Dimensions: height 252 mm, width 202 mm

Copyright: Rijks Museum: Open Domain

Curator: Here we have an engraving titled "Zuidenwind," attributed to Johann Sadeler I, likely created sometime between 1560 and 1600. It’s currently held in the Rijksmuseum collection. Editor: My first impression? This image pulses with a strange duality—order versus chaos, earthly groundedness opposed to soaring allegory. The figures are strikingly posed. Curator: Indeed. Sadeler and his contemporaries were deeply influenced by the Northern Renaissance's engagement with classical allegory and the renewed interest in figuration. You can really see how these prints were distributed as accessible forms of knowledge. Editor: Absolutely. Take, for instance, the figure on the left, draped and crowned, carrying farming implements. She certainly embodies "Ops," the Roman goddess of plenty and harvest, very visually connected to abundance. Note her heavy skirt! The zodiac is visually important. Curator: From a historical perspective, prints such as these circulated widely. It is really hard for modern eyes to understand what an explosive technology they represented and the new types of symbolic understanding that they conveyed. I suspect that these kinds of artworks are associated with trade as well as cultural exchange and helped to cement understandings of climate, navigation, and geography in the early modern era.

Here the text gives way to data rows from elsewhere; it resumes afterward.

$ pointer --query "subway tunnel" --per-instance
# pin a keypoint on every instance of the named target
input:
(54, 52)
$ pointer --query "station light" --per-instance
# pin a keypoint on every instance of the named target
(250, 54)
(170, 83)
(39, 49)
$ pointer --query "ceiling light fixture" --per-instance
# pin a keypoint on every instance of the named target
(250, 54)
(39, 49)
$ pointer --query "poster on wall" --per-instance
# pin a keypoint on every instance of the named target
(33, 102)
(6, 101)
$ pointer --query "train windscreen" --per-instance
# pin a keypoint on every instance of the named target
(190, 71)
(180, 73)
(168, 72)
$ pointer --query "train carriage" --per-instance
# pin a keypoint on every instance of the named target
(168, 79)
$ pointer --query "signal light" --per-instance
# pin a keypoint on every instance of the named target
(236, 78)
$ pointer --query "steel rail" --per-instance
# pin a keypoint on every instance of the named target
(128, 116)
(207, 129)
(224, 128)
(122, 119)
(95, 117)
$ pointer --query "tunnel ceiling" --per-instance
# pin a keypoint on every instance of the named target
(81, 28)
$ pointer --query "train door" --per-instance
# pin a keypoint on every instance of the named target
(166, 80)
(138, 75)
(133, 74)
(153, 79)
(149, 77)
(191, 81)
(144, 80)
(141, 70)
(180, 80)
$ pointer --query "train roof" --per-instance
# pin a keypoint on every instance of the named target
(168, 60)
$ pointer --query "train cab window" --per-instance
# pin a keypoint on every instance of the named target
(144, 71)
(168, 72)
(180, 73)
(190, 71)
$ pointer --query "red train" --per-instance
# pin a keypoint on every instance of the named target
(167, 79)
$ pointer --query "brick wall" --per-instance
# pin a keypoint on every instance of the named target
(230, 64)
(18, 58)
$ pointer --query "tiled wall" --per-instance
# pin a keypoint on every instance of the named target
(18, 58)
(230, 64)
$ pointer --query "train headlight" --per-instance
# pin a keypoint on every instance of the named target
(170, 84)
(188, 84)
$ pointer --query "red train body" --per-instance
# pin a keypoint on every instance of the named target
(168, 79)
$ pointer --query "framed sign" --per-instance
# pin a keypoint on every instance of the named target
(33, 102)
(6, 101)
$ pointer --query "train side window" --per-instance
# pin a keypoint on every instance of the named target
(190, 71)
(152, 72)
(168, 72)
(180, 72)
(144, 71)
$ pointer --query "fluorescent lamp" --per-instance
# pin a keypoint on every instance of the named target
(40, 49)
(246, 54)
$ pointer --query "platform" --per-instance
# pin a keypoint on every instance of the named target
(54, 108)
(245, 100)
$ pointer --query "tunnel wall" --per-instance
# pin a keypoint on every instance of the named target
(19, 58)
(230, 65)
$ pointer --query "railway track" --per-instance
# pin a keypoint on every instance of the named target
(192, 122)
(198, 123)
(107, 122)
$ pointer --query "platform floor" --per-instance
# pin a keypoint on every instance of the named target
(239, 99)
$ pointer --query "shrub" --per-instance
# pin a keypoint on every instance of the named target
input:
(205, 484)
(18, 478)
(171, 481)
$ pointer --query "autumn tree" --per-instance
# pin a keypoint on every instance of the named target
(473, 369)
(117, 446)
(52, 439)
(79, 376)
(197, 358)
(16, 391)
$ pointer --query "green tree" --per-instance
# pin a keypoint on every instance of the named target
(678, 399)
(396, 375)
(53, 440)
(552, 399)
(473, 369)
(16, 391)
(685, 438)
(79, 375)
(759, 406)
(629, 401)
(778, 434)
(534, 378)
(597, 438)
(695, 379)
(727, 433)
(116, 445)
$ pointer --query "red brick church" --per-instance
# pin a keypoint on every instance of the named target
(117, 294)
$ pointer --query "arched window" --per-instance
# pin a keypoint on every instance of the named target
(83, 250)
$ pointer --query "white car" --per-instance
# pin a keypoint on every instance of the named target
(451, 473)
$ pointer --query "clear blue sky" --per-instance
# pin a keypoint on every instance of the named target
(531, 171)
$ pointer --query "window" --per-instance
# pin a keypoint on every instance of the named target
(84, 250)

Editor: Then there is her counterpart – Auster, the south wind, seemingly unconstrained, almost wild with the blowing hair as the wind exits from the windbag he is holding. Notice how one leads to a sort of pastoral heaven above fertile and dynamic earth. Whereas the other is related to a sort of hell, as if rising out of primordial rock? Curator: The visual vocabulary here is dense and would have spoken volumes to contemporary viewers schooled in classical learning. Today it really has faded from collective use but, in some ways, many themes remain in common use, though mediated through advertisement and design. I wonder, will contemporary iconography of the logo or the avatar survive in the same way? Editor: A thought-provoking question! Thinking about it now, my mind is buzzing with all the possible interpretations and recontextualizations. Curator: Mine as well. It’s fascinating to think about how images shape both past and present sensibilities.